Pashinian said that the apparently small satellite was carried into space by a SpaceX rocket that blasted off from Cape Canaveral Air Force Station in Florida on Wednesday.
“Photographs to be taken by the satellite will be used in Armenia for border control, prevention and management of emergencies, environmental protection, including climate change monitoring, urban development, road construction, geology, and other purposes,” he told a weekly cabinet meeting in Yerevan.
Pashinian said the satellite launch was the result of “cooperation” between the state-run Armenian company Geocosmos and Satlantis, a Spanish firm that specializes in the production of small satellites and cameras for them.
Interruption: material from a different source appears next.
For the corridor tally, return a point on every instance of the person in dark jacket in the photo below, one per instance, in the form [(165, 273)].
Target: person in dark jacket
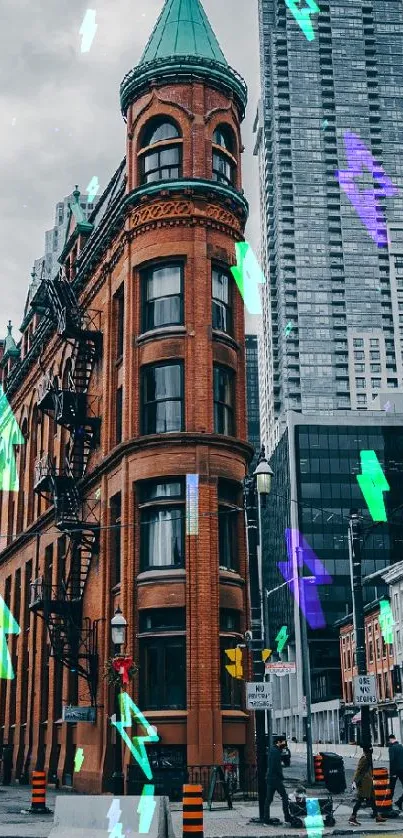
[(365, 787), (396, 766), (275, 780)]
He did not reveal financial terms of the deal or technical parameters of the satellite, photographs of which were released by the Armenian government’s press office.
Armenia had first announced plans to launch its first commercial satellite after holding talks with Russia’s Federal Space Agency in 2012. A year later, a senior official from the country’s former government said Yerevan hopes to attract private investments in the project worth as much as $250 million. The project never materialized.
Pashinian did not explain why his administration opted for a different, more small-scale space project and contracted Western, rather than Russian, companies to implement it.
Armenia’s arch-foe Azerbaijan launched its first communication and observation satellite into space in 2013. The Azerbaijani army reportedly used satellite images for its offensive military operations carried out during the 2020 war in Nagorno-Karabakh.